Large electrocaloric strength in Bi(Mg0.5Ti0.5)O3-modified tetragonal-structured Bi0.5Na0.5TiO3–12.5BaTiO3 ceramics

•2.5 mol.% Bi(Mg0.5Ti0.5)O3 sets as a bridge between nonergodic and ergodic relaxors in tetragonal Bi0.5Na0.5TiO3-12.5BaTiO3.•A microstructure existing P4mm ferroelectric nanodomains in weakly-polar P4bm matrix was constructed.•2.5 mol.% Bi(Mg0.5Ti0.5)O3-modified Bi0.5Na0.5TiO3-12.5BaTiO3 shows aΔT of 0.80 K @ 4 kV/mm a ΔT/ΔE of 0.020 K∙cm/kV. [Display omitted] Taking the advantage of the low transition barrier between P4bm and P4mm distortions, tetragonal structured 0.875Bi0.5Na0.5TiO3–0.125BaTiO3 was designed to construct an electrocaloric ceramics with large electrocaloric strength by adding the third compound Bi(Mg0.5Ti0.5)O3 (BMT).

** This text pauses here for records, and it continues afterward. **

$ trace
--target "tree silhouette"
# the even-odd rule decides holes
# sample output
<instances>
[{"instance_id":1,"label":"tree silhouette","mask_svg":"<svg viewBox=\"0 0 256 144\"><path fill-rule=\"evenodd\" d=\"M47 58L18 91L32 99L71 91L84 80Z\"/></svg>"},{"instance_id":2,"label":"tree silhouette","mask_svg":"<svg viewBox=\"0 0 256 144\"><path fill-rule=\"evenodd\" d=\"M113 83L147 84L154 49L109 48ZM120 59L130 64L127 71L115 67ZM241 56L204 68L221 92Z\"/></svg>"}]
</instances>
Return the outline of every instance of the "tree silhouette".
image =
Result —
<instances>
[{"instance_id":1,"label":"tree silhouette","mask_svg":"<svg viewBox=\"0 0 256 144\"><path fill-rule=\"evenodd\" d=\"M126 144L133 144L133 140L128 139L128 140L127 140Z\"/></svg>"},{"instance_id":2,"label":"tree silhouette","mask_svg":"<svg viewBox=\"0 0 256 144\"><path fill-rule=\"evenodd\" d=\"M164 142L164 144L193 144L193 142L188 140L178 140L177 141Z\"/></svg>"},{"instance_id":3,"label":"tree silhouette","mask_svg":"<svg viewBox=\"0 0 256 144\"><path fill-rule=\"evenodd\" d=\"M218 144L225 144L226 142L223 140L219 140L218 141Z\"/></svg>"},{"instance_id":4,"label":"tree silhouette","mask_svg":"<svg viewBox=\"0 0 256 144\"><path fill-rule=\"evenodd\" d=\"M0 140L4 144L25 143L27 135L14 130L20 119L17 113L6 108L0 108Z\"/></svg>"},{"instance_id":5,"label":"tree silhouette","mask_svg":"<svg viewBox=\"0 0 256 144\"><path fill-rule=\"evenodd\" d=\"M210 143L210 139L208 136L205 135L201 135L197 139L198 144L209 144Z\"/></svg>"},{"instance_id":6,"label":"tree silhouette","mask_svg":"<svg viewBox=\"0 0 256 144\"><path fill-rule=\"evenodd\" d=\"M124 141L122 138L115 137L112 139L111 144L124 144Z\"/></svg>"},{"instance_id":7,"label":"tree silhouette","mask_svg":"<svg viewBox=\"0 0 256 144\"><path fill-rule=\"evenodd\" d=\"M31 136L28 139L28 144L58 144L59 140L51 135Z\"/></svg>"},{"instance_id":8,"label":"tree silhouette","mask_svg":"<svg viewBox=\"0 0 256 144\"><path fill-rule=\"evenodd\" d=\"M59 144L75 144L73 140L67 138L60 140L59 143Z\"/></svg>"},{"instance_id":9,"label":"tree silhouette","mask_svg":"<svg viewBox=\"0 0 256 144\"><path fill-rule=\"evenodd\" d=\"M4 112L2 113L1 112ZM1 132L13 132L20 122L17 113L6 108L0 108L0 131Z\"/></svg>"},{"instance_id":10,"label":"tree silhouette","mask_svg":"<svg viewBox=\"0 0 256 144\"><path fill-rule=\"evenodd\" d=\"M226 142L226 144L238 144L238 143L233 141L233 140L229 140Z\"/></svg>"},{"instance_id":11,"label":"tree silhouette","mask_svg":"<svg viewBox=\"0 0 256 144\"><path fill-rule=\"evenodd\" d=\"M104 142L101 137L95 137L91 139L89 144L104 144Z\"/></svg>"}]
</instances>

The experiments show that, through adding 2.5 mol.% BMT, a large ΔT of 0.80 K was directly observed under 4 kV/mm; especially, a high ΔT/ΔE of 0.020–0.023 K cm/kV was achieved, approximate to BaTiO3-based and some lead-based relaxors. The high electrocaloric effect is attributed to that the 2.5 mol.% BMT added sample bridges the nonergodic ferroelectric and ergodic relaxor states, and exhibits a microstructure coexisting P4bm and P4mm symmetries. Our design provides a new route in probing lead-free BNT-based electrocaloric materials apart from the MPB.